In this study, 46 children diagnosed with mycoplasma pneumonia in the hospital from March 2018 to August 2019 were recruited as the study group, and 40 healthy children were selected as the control group. Immune indexes including WBC, CRP, immunoglobulin (Ig) A; IgG, IgM, percentages of CD3+, CD3+CD4+, CD3+CD8+ T cells, and natural killer (NK) cells were evaluated in both groups. Our results showed that CRP, IgA, and IgM were significantly increased, whereas CD3+CD4+ T cells and NK cells were remarkably decreased in the study group (Table 1). No significant differences were observed in WBC, IgG, CD3+ T cells, or CD3+CD8+ T cells (p > 0.05).

Subsequently, the authors detected the levels of miRNA-492 and inflammatory cytokines in the peripheral blood of children with MPP (study group) and healthy controls (control group). The present results showed that miRNA-492 was significantly upregulated in the study group (p = 0.008, Table 2). In addition, levels of TNF-α, IL-6, IL-18, and HMGB1 were remarkably enhanced in the study group compared to the control group (Table 2).

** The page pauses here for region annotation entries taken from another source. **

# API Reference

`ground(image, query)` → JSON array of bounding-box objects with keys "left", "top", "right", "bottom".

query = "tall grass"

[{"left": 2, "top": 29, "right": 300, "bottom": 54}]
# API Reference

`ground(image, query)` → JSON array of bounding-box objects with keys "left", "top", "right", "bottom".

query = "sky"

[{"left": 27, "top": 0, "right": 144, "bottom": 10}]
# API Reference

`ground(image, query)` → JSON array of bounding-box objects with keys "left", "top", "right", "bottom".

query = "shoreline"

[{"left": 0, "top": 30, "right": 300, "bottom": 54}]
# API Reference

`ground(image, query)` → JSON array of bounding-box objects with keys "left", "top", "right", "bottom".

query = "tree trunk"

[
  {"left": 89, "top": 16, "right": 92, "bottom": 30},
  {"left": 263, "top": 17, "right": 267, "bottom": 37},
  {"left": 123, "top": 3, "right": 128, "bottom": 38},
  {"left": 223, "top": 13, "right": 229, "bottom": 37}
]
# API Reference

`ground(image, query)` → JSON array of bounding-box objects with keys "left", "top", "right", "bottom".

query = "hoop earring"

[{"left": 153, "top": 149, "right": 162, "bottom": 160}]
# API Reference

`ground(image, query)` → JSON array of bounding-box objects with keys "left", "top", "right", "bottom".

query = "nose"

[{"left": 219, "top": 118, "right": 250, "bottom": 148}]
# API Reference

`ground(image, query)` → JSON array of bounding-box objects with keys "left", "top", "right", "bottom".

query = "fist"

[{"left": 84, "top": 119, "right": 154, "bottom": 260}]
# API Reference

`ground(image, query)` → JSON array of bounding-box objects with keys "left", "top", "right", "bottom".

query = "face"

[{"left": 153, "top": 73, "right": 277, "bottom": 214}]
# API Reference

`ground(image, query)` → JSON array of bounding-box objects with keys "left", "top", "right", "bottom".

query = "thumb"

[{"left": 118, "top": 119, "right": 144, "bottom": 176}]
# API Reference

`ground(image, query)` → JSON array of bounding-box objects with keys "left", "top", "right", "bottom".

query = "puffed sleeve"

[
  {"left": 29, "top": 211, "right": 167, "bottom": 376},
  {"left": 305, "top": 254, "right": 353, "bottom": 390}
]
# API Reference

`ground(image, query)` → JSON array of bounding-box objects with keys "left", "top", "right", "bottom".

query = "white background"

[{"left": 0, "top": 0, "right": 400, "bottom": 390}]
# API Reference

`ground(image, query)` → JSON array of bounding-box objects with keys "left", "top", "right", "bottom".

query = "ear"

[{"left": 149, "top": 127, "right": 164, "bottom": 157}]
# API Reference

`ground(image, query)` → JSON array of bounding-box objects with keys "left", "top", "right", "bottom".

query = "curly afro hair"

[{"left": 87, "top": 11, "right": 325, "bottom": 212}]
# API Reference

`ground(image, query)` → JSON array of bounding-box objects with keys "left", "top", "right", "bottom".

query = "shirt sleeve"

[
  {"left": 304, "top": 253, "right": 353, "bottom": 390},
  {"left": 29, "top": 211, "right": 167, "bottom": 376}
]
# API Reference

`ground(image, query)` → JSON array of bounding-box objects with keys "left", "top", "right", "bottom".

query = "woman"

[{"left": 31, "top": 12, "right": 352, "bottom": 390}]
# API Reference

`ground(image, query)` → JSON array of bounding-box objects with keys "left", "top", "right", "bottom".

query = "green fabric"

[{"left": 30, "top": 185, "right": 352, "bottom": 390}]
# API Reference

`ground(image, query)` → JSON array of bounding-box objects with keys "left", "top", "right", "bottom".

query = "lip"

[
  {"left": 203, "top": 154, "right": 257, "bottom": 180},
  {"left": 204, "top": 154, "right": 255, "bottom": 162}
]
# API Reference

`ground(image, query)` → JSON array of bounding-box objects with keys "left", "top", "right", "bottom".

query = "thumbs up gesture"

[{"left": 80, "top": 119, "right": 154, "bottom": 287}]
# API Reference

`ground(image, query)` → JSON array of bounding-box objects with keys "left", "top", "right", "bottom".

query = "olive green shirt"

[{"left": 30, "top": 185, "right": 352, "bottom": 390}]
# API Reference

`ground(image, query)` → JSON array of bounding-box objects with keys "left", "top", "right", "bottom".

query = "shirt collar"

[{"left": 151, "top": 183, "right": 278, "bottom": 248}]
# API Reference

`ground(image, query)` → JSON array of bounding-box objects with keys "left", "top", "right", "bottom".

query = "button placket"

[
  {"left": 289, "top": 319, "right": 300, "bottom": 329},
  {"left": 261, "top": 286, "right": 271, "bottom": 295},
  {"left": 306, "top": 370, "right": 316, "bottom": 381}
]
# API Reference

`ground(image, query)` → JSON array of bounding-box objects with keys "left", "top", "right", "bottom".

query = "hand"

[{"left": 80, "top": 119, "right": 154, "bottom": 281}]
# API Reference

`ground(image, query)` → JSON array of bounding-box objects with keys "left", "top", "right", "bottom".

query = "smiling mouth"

Next, the authors conducted a correlation analysis between miRNA-492 and laboratory indicators or cytokines that were altered in the study group. The present data revealed that the upregulated miRNA-492 was significantly correlated with the elevated IL-6, IL-18, and HMGB1 (Table 3). However, miRNA-492 showed no correlation with the levels of CRP, IgA, IgM, CD3+CD4+ T cells, NK cells, or TNF-α in the peripheral blood of children with MMP.

THP-1 is a human peripheral blood mononuclear cell line originally derived from patients with an acute monocytic leukemia, which is widely used in studies of monocytes and macrophages-related mechanisms, signal pathways, nutrition, and drug transport. THP-1 cells can be differentiated into macrophages by phorbol ester (PMA) and can induce M1 polarization through lipopolysaccharide (LPS) and IFN-γ to release cytokines such as TNF-α and IL-6, as a well-established in vitro inflammation model. Therefore, the authors first overexpressed empty vector or miRNA-492 in THP-1 cells to detect the difference in IL-6 levels between these two groups of cells after PMA activation and induction. The present results showed that after overexpressing miRNA-492, IL-6 level significantly increased compared to the empty vector (198.75 ± 12.08 pg/ml v.s. 148.21 ± 11.69 pg/ml, t = 2.937, p < 0.001).